Matter applies rate limits per key or token. The defaults are generous for normal use and scale on request.
Default limits
| Key type | Burst (per second) | Sustained (per minute) |
|---|---|---|
sk_live_ | 100 | 1000 |
sk_test_ | 25 | 250 |
pk_live_ / pk_test_ | 10 per IP | 100 per IP |
tok_* (agent tokens) | Per structured policy | Per structured policy |
Agent tokens can be granted burst exemptions via the limits.frequency_caps field on the
token's structured policy. This is how tier-4 automation agents avoid rate-limit contention
during scheduled filing runs.
Rate-limit headers on every response
X-RateLimit-Limit: 100
X-RateLimit-Remaining: 99
X-RateLimit-Reset: 1745251260Budget your request rate against these. X-RateLimit-Reset is a Unix timestamp.
429 response shape
When you exceed a limit, Matter returns a 7807 problem object plus the standard Retry-After
header (seconds):
HTTP/1.1 429 Too Many Requests
Retry-After: 30
X-RateLimit-Limit: 100
X-RateLimit-Remaining: 0
X-RateLimit-Reset: 1745251290
Content-Type: application/problem+json
{
"type": "https://mattermode.com/docs/errors/rate_limited",
"title": "Too Many Requests",
"status": 429,
"code": "rate_limited",
"detail": "This key exceeded the 100 req/s burst limit. Retry after 30s.",
"retry_after": 30,
"request_id": "req_Qw9xYz8A"
}Retry strategy
Respect Retry-After.
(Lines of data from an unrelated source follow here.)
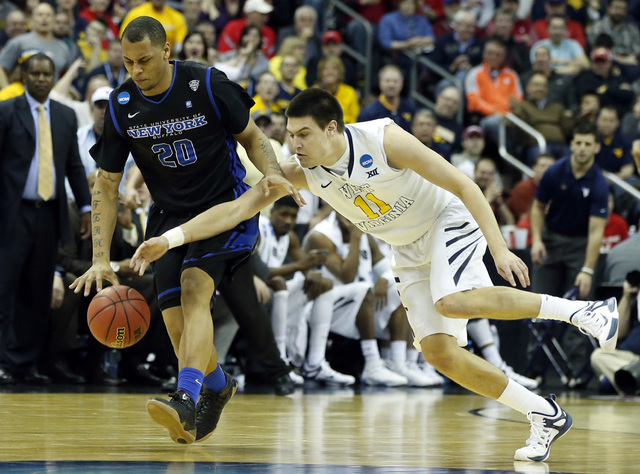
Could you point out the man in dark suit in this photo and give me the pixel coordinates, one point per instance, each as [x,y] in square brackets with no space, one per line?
[39,149]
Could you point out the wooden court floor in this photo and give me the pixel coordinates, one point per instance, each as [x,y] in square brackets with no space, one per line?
[377,430]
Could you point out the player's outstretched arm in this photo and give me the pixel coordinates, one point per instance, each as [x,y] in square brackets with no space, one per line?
[104,214]
[261,154]
[405,151]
If it's absent on a transient 5xx, back off exponentially starting at
1s with jitter: 1s, 2s, 4s, 8s, 16s — stop after 5 attempts for a single logical request.
Most SDK clients do this automatically. If you're writing against the API directly, use a
library like backoff (Python) or p-retry (JavaScript).
Raising limits
Send support@mattermode.com with:
- Account ID.
- Typical requests per second at peak.
- Burst-rate needs (if any).
- Use case (compliance automation, venture studio batching, etc.).
Production accounts with established traffic patterns are routinely raised to 500+ RPS
burst. Venture-studio accounts running portfolio batching workloads use a separate burst
budget tied to the Portfolio resource.